I don't think I'd go out of my way to give them one until weaning, but if they find mom's, no big deal


----------



## TPs flat rock acres (Apr 2, 2011)

what about grain.?? I give the extra sorce of food by offering mom grain to make sure she has good milk and I caught the baby in eating some of it. not sure if it woudl be too rich for her.


----------



## Charlotte (Apr 2, 2011)

Our foals have available to them whatever their mom has from day one. Pasture grass, salt blocks, concentrate feed, hay, water. Usually by two or three days old they are tasting everything.

What if something terrible happened and mom died but baby had never learned to eat anything but her milk?

We've never had any kind of problem with this plan, since those babies put EVERYTHING in their mouths anyway....including my shoe laces.





Charlotte


----------



## drmatthewtaylor (Apr 2, 2011)

chandab said:


> Most of my minis hardly touch their salt blocks or loose salt.
> 
> Do watch your foal, sometimes they get carried away licking the block and get diarrhea from it.


I want to be sure people understand that the terms salt block, mineral block, and trace mineral salt block are not synonyms.

Mineral blocks are molasses blocks with mineral and over eating of these can produce loose bowels just like giving caro syrup to a human baby will.

It is a myth that animals will eat what they need, when studies have been done laying out all nutrients in front of an animal to allow them to create their own diet the most eaten nutrients are the most palatable ones.

Dr Taylor


----------



## Minimor (Apr 2, 2011)

Well, I can say that when our horses had a mineral deficiency--they were not eating the salt and mineral blocks provided--and turned to eating dirt, when I switched to a made for horses mineral block (which does contain a small amount of molasses) they really devoured those blocks.
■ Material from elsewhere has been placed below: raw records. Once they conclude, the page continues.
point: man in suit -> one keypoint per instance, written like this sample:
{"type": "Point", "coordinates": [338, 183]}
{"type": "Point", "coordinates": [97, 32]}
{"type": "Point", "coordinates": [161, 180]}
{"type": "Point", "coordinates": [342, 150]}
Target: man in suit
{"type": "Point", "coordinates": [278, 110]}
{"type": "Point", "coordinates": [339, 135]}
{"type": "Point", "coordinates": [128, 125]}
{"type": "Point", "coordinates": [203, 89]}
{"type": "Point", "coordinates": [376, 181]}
I had to wonder if they really needed/wanted that mineral, or if it was the molasses they were going for. I bought a bag of kelp & gave that to them--and once they were on the kelp they cut way back on the mineral blocks. I was actually surprised at what a difference that kelp made to their mineral block consumption. When the first bag of kelp ran out they turned again to the mineral blocks. I bought another bag of kelp--they left the mineral blocks. When that 2nd bag of kelp ran out they did use the mineral blocks again, but not to excess--consumption was then what is considered 'normal' according to the label. Their mineral levels had finally gotten to where they were supposed to be, and they did seem to know that they no longer needed to consume so much mineral.

Now....I did early on buy one tub of the molasses mineral lick--that stuff is very strong molasses, not so strong in minerals, so with that yes, the horses are going for the molasses! My girls would get into that mineral tub and forget to quit--pull their heads out and they were covered in sticky, sticky goo from muzzle to ears! I considered that tub a treat, not a good source of minerals, and won't buy another one.


----------



## supaspot (Apr 2, 2011)

I have always given them free access to salt/mineral lick and the vitamin/mineral/molasses bucket , when the had very little grass they went for the molasses bucket the most since I moved house last year and they get alot more grass they dont touch the molasses at all but still use the salt/mineral lick


----------